Xu Shulou bateu na têmpora com um sorriso. "Estou cultivando meu coração."

"..."

Um velho chamou de fora do pátio: "Professor Xu! Minha esposa está convidando você para jantar — fez seu macarrão de cordeiro favorito!"

"Maravilhoso! Acabei de comprar um jarro de vinho Xiaoyao ontem — vou levá-lo para compartilharmos."

"Perfeito!" O velho riu enquanto se afastava.

Xu Shulou se voltou para o vazio. "A propósito, eu nunca perguntei — como devo chamá-lo?"

"Você não precisa me chamar de nada."

"Posso lhe dar um nome? É estranho conversar assim."

"Não!"

Xu Shulou suspirou. "Seu prejuízo. Sou excelente em dar nomes às coisas."

A voz ignorou isso, zombando: "O que há de tão bom neste lugar?"

Xu Shulou apontou para a cachoeira artificial no pátio — "Água corrente", depois para o céu — "Nuvens à deriva", para as flores de damasco — "Flores", para a mesa — "Vinho fino" e finalmente para o chão — "Tijolos empoeirados".

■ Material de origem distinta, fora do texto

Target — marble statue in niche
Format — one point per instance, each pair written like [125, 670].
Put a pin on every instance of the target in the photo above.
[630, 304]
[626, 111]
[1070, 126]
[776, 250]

Ela concluiu: "Água corrente, nuvens à deriva, flores e vinho — o que não há para amar?"

"..." Espere, algo estranho acabou de entrar aí?

"Você não enlouqueceu", disse a voz. "Eu pensei que alguém como você, que se alimenta de emoção, perderia a cabeça presa em uma pequena cidade."

"Eu viajei ocasionalmente. Depois de todos esses anos, o imperador parou de me procurar há muito tempo."

A voz se agarrou a algo. "Você esteve na Cidade Qingyang?"

"Não", Xu Shulou respondeu calmamente. "Ele deixou Qingyang há muito tempo — voltou para a capital para se tornar um alto ministro."

"Não acredito que você esteja realmente tão composta. Você está apenas fazendo uma cara de brava?"

"Claro que estou." Xu Shulou jogou seu leque dobrável e o pegou. "Ah, você poderia pelo menos manifestar uma ilusão? Até uma sombra serviria — eu não gosto de falar com o ar."

A voz, agora mais sábia, soltou uma risada fria. "Para que você possa ter um alvo para mirar?"

Xu Shulou fingiu choque. "Como você pode pensar tal coisa de mim?"